Run "flyctl version update" to upgrade.
;; opcode: QUERY, status: NOERROR, id: 49495
;; flags: qr rd; QUERY: 1, ANSWER: 1, AUTHORITY: 0, ADDITIONAL: 0
;; QUESTION SECTION:
;codeday-showcase-gql.internal. IN AAAA
;; ANSWER SECTION:
codeday-showcase-gql.internal. 5 IN AAAA fdaa:0:39fa:a7b:2dbb:bd7c:1c0a:2
(Please let me know if you need to do anything which will change the IP address of the worker in order to fix this – I had to hard-code the address in order to keep everything working)
It seems like the problem is that whenever I do a new deploy, the old addresses stick around in DNS for an indefinite amount of time. (I just kicked off a new deploy and it dropped off 60 seconds after the old instance shut down.)
I’m not totally sure if that’s what was happening in the post I made this morning, because I hadn’t written down the original IPs. If so, it was definitely worse then, because the IPs were still showing up about 10 minutes after the old instances shut down.
I’m looking across the fleet to see if any other host has spurious entries for this app, and not finding any.
We had a fleetwide NATS outage yesterday, which is I think what caused this. We’re deploying a new version of the DNS server in the next day or so that will make us more resilient to that problem.
Interested in workarounds: Would you suggest the VM restart itself (process kills itself) when it is sure to expect a functioning 6pn IP but doesn’t find one in its top.n.nearest.of.appname.internal queries, if that will rid of incorrect entries?

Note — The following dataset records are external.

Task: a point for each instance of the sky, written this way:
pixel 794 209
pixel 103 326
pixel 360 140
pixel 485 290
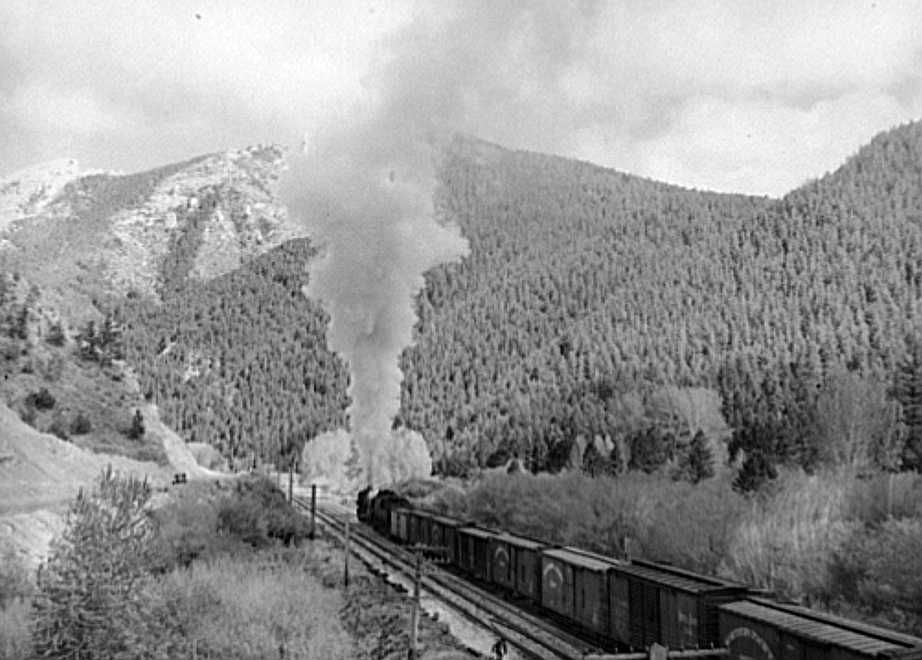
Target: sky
pixel 741 96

Looks unlikely since deploys didn’t fix it for OP.
Or, if there’s a way to signal the DNS worker to refresh its entries / cache? (edit) For instance, on Android, there exists APIs (ex) to inform the OS of network connectivity issues, that then the OS may treat as a signal to tear down the active network and attempt to bring it back up.
I encountered this identical issue with one app. There is only one instance running but nslookup returns two addresses:
C:\test>nslookup <redactedhostname>.internal
Server: UnKnown
Address: fdaa:0:78e2::3
Name: <redactedhostname>.internal
Addresses: fdaa:0:78e2:a7b:c207:3670:9e29:2 <- some phantom
fdaa:0:78e2:a7b:c207:ee76:bdd0:2 <- this is only running instance
I tried scaling to 0, restarting, re-deploying and seems nothing is working.